Sorry, Cajunred!  I see that you understood Lucy's explanation and instructions and have started a new thread, introducing yourself...to which I have responded.  Sorry again if you misunderstood.  blush


Hugs,
Connie
 
"But that was yesterday, and I was a different person then."
 
Alice in Wonderland, Lewis Carroll


LighninSilk
New Member


Date Joined Sep 2008
Total Posts : 7
   Posted 10/24/2008 7:31 PM (GMT -7)   
Hello Guys.... It's been awhile since i wrote... and that is because i don't have good news.... i am very sorry to say that my gran has passed on ( October 16 ) ....I knew it was coming ... but it all came kinda sudden

Butterflythree
Veteran Member


Date Joined Oct 2007
Total Posts : 954
   Posted 10/24/2008 8:28 PM (GMT -7)   
LighninSilk, I am so sorry to hear about you grandma. Know that she is in a better place and no longer has to deal with the terrible effects of this disease. My thoughts and prayers are with you.
Butterflythree
 
There is always hope!


hep93
Elite Member


Date Joined Jul 2005
Total Posts : 12014
   Posted 10/24/2008 8:31 PM (GMT -7)   

{{{{{{{Lightnin}}}}}}  I am so sorry.  I know how much your grandmother meant to you and how much you must be hurting.  It may help to know that she is no longer suffering...that she is free of this awful disease.  I'm sure she felt comforted by your presence in her last days. 

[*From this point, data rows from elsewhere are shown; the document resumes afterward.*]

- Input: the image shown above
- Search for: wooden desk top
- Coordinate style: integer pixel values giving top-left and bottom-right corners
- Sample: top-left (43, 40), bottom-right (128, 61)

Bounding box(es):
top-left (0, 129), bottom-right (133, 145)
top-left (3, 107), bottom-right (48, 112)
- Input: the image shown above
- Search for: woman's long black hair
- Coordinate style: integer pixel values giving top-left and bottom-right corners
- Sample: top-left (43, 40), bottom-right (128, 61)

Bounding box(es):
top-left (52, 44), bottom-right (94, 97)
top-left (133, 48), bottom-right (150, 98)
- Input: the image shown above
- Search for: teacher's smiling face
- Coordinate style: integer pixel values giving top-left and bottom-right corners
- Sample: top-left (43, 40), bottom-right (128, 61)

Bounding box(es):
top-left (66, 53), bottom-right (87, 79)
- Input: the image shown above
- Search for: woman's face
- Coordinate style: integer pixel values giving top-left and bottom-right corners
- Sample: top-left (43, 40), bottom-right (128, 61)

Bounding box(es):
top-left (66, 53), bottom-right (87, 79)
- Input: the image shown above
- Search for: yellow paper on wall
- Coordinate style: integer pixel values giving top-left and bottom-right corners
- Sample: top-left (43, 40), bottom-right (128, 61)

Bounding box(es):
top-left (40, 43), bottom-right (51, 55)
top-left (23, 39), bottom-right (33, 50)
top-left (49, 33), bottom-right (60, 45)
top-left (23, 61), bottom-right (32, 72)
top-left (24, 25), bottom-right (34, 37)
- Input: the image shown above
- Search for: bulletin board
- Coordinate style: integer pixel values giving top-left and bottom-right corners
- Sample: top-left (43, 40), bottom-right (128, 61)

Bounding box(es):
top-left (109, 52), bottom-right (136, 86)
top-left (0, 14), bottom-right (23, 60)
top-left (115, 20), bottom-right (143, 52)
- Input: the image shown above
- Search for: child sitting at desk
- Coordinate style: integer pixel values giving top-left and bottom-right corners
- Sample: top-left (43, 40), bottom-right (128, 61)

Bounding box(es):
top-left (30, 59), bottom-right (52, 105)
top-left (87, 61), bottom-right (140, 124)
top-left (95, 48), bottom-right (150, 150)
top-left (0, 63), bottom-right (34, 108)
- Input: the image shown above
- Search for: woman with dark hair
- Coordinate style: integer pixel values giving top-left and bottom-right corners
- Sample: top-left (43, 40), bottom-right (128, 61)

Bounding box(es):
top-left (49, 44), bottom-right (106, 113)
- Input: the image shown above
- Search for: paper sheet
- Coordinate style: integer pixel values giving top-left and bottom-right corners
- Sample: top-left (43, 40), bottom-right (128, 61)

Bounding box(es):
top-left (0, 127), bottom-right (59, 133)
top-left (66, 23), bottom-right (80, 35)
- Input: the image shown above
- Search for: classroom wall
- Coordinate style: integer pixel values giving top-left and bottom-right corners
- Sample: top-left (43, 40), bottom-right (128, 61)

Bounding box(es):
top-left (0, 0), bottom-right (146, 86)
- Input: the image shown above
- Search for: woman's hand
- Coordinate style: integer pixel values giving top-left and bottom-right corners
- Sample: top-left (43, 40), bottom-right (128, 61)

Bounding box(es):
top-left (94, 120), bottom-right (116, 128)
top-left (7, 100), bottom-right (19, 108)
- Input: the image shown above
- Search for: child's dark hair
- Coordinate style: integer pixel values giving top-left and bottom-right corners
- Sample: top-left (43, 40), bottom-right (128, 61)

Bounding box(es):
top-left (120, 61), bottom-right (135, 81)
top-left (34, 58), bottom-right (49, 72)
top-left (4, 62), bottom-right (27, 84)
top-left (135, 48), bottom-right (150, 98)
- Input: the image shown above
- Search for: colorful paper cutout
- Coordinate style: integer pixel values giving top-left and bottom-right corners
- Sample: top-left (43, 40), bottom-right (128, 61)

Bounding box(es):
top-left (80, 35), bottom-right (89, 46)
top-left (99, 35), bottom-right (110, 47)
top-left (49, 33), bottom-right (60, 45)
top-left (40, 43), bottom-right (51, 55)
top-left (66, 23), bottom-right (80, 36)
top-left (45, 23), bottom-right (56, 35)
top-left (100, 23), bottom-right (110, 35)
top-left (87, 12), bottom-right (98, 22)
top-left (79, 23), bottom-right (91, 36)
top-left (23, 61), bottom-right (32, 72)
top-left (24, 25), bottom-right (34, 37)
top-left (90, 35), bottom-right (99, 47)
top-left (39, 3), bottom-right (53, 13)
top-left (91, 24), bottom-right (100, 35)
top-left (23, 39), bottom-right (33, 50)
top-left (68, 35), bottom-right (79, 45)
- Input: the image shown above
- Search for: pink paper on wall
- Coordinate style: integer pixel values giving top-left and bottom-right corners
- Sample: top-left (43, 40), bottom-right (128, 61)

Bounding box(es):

Please keep in touch and let us know how you are doing.


Hugs,
Connie
 
"But that was yesterday, and I was a different person then."
 
Alice in Wonderland, Lewis Carroll


Pink Grandma
Veteran Member


Date Joined Nov 2006
Total Posts : 2445
   Posted 10/25/2008 12:41 AM (GMT -7)   
Lightingsilk, please accept my sincere condolence on your grandmother's passing.
I know that you are hurting from your loss. When my husband passed away, our granddaughters were devastated. I know that they are probably a lot younger than you, but this is what I told them and what still helps them to this day. I told them that now their Papa was their guardian angel. I ask them to pick out a star and that star would be him, and every night when they saw that star....it meant that he was watching over them.

Lightning.........your grandmother is watching over you now. I know that you are not a child........but my parents are still watching over me some 37 years later..........

Lot's of thoughts and prayers.........
Pink Grandma
Forum moderator-Hepatitis

When the going gets tough....the tough get going! Don't always know where I going but I get there anyways.